One way that reapportionment could tremendously impact our region is if, as many are forecasting, Albany and Dougherty County lose a member of their legislative delegation. Because of demographics, it is very possible that the House Reapportionment Committee will divide Dougherty County equally between current District 150 and 151 Reps. Winfred Dukes and Carol Fullerton, respectively, removing the part of the county that is currently part of Rep. Ed Rynders' District 152 from his district. If that happens, a new dynamic will immediately exist.
Dukes and Fullerton are both Albany-based Democrats, the minority party in the state House, while Rynders is a Leesburg Republican. With the current party-centric trend dominating state and national politics, losing Republican representation could very well hurt Albany and Dougherty County's chances of getting favorable legislation passed.
Many Albany leaders have openly (and surreptitiously) criticized Rynders, chiefly because of his conservative background, but even they have to acknowledge that he has been a champion for rural Georgia in general and for Albany in particular. His growing influence with the current power structure under the Gold Dome makes him a formidable representative for regional interests.

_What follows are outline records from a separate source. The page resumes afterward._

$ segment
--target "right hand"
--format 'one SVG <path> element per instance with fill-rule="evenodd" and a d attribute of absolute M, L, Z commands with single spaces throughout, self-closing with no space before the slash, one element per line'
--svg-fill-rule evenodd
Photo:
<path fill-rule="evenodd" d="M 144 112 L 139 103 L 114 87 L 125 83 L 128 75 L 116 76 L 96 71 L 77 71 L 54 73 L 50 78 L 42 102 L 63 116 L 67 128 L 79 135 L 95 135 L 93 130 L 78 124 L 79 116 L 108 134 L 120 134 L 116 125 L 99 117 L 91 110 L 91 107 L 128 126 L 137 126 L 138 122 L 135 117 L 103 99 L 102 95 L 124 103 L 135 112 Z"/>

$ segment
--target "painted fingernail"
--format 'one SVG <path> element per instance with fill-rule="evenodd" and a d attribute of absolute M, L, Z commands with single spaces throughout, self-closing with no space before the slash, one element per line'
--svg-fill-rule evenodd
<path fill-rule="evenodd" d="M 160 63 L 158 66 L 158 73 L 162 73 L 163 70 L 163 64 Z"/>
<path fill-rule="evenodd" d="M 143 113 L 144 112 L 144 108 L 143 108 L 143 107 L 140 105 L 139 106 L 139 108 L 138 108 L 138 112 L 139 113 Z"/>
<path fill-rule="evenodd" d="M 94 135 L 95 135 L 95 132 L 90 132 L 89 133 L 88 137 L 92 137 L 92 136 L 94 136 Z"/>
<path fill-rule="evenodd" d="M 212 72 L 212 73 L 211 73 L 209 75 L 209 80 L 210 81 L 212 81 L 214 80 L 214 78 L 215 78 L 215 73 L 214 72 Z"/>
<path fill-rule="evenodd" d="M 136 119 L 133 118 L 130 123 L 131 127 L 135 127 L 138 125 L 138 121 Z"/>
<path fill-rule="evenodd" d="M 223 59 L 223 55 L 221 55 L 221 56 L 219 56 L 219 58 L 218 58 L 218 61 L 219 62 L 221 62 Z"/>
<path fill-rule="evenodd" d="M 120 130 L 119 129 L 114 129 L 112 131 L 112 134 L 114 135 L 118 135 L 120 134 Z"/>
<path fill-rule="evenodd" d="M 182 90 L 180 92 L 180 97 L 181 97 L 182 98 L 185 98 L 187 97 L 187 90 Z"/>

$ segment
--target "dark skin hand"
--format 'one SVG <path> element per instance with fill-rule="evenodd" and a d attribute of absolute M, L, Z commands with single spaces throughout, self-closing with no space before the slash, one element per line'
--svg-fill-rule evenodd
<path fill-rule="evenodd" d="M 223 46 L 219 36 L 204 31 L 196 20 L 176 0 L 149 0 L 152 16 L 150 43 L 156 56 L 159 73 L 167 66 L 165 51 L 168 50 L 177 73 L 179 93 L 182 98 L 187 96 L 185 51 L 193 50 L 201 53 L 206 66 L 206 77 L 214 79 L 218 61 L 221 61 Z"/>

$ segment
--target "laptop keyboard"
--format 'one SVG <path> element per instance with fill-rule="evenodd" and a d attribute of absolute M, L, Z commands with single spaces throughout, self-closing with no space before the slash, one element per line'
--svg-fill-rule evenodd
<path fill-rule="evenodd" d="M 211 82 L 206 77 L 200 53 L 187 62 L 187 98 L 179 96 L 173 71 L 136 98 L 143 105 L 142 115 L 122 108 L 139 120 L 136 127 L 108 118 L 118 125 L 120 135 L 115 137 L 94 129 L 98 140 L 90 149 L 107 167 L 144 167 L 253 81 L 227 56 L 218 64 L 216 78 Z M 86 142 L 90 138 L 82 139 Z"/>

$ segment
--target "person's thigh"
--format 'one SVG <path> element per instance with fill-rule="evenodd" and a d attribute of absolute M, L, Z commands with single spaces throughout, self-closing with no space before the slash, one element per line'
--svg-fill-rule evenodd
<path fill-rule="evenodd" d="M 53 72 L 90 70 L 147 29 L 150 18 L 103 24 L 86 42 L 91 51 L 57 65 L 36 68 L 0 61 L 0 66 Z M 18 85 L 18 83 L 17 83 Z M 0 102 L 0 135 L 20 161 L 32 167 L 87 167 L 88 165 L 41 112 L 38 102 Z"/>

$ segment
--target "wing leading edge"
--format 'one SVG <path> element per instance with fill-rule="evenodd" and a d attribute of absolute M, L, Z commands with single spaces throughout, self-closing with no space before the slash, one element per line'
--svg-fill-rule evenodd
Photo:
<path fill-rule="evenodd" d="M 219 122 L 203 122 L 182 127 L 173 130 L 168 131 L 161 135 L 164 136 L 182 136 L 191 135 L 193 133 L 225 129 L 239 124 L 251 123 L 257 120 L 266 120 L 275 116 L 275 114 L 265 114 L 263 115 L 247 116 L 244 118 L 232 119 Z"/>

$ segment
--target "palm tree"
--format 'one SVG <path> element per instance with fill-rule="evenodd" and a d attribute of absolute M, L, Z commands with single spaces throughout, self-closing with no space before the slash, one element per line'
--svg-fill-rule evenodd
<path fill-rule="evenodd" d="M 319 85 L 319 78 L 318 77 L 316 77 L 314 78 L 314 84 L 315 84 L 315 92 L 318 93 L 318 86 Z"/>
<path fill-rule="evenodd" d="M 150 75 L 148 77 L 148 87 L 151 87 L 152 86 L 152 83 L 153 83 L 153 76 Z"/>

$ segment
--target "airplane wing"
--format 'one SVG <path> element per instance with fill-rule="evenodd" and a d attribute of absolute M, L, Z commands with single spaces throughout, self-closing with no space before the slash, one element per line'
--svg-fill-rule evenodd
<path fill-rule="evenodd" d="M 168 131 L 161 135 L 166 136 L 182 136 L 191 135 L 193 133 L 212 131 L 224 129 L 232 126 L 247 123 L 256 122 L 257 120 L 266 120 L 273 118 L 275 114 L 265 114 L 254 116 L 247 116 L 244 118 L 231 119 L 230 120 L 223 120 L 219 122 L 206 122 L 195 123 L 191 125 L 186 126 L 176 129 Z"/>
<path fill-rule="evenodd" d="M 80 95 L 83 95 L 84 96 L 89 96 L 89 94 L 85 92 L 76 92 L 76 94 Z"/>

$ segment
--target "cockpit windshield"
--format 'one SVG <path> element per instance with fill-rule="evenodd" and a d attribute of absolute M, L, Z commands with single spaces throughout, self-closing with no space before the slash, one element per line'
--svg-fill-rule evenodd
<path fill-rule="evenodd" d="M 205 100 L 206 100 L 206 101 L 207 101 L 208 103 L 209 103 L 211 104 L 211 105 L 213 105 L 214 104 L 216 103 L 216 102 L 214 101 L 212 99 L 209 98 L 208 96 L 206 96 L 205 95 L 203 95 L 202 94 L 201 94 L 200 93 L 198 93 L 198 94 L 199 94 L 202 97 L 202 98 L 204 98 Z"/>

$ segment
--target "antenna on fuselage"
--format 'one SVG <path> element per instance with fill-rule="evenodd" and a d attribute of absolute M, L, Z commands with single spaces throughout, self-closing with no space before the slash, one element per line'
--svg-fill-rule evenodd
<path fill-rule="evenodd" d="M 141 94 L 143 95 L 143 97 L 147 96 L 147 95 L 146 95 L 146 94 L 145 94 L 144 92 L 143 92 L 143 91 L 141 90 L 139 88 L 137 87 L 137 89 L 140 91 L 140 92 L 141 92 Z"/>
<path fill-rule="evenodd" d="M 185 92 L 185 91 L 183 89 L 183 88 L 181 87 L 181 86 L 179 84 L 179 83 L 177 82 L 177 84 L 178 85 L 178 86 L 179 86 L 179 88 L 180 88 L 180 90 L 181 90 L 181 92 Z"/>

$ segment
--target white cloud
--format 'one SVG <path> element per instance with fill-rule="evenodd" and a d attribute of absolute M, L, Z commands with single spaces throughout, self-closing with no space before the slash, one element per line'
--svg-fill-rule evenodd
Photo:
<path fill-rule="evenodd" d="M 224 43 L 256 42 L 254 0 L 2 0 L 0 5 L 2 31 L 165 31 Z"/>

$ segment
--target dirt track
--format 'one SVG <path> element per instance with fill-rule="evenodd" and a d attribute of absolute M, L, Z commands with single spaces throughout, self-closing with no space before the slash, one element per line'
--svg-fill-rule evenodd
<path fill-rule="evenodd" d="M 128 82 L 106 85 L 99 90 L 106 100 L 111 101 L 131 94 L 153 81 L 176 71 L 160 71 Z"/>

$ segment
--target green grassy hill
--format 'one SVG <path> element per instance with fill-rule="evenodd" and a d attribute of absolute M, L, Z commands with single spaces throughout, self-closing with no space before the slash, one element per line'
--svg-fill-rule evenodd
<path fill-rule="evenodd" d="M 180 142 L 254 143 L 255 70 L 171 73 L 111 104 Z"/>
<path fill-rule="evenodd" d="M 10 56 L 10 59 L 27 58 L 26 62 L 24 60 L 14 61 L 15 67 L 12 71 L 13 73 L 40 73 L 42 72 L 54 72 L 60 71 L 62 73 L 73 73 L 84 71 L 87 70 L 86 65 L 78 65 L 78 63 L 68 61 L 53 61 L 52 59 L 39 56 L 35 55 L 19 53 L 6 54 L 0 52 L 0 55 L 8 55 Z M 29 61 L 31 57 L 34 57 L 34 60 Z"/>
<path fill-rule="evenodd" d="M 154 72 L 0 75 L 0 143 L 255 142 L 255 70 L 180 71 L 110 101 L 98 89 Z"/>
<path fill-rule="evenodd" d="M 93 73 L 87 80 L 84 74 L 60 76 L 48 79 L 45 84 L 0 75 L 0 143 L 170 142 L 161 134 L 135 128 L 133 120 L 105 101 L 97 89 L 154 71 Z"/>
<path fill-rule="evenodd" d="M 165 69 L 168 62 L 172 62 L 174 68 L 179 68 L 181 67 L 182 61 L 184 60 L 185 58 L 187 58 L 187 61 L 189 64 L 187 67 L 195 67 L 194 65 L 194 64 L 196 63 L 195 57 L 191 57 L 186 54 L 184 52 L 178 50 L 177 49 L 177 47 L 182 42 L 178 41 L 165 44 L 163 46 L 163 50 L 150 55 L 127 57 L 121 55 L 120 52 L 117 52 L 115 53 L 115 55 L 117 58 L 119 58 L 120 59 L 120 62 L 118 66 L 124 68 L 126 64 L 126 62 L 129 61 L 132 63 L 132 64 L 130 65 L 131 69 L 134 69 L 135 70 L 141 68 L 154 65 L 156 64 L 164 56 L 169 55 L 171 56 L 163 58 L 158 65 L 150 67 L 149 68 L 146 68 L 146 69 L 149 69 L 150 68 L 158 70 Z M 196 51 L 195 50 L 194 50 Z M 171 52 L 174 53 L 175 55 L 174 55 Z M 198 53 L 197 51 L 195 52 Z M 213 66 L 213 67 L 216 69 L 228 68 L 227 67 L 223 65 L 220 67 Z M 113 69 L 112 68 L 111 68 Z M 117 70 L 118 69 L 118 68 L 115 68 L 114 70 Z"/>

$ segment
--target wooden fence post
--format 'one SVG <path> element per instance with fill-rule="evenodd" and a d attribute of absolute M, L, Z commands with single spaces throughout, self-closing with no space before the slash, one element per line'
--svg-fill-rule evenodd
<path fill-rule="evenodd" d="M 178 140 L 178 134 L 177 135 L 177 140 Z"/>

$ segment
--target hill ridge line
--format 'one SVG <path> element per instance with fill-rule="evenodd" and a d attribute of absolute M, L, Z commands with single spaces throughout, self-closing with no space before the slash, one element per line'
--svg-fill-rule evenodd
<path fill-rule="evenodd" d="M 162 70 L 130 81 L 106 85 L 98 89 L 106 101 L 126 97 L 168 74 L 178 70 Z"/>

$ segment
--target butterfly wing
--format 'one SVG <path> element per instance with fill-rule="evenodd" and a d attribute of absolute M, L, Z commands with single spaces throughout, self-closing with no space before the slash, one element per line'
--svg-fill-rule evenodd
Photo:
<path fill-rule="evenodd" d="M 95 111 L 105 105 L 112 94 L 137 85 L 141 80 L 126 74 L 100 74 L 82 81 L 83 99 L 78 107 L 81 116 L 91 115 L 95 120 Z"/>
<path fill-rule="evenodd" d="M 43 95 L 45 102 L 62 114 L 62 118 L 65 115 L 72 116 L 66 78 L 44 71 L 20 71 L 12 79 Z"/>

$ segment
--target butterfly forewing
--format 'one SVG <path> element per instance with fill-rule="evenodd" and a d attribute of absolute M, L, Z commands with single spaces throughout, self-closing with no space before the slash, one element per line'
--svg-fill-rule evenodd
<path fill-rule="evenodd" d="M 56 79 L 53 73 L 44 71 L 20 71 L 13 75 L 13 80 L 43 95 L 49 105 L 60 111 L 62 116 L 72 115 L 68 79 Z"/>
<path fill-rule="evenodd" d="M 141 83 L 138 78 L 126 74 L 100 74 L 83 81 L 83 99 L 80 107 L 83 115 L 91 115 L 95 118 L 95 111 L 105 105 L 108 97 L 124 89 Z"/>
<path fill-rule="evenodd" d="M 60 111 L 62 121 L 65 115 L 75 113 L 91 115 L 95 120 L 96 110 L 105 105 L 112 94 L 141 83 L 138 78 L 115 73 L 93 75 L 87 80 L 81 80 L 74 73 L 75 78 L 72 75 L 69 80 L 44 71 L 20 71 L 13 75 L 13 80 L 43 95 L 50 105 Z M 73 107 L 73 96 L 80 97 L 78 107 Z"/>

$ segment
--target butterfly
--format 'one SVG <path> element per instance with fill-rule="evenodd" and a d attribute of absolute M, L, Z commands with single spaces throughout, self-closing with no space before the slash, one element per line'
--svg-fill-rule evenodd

Dukes and Fullerton, meanwhile, share party affiliation, but they are often worlds apart philosophically. Dukes is more liberal in his approach, while Fullerton tends to be more moderate, sometimes siding with Republicans (GASP!) on key legislative measures that she feels will benefit her district.
If Dukes and Fullerton become the only members of Albany/Dougherty County's House delegation, their ideological differences could come into play when local legislation is introduced.
Each will, essentially, have veto power over the other, a situation that could leave important local matters at an impasse during what is a very short legislative session.
The three-member delegation that has served the county over the past decade has been subject to its own internal checks and balances as vital legislation has made its way through the House. If the Reapportionment Committee sees fit to change that, Southwest Georgia's commercial and business hub could find itself the focus of some crucial internal struggles that will be, to say the least, compelling to watch.
Oh, and it should be mentioned: Rynders is one of the members of the House's Reapportionment Committee.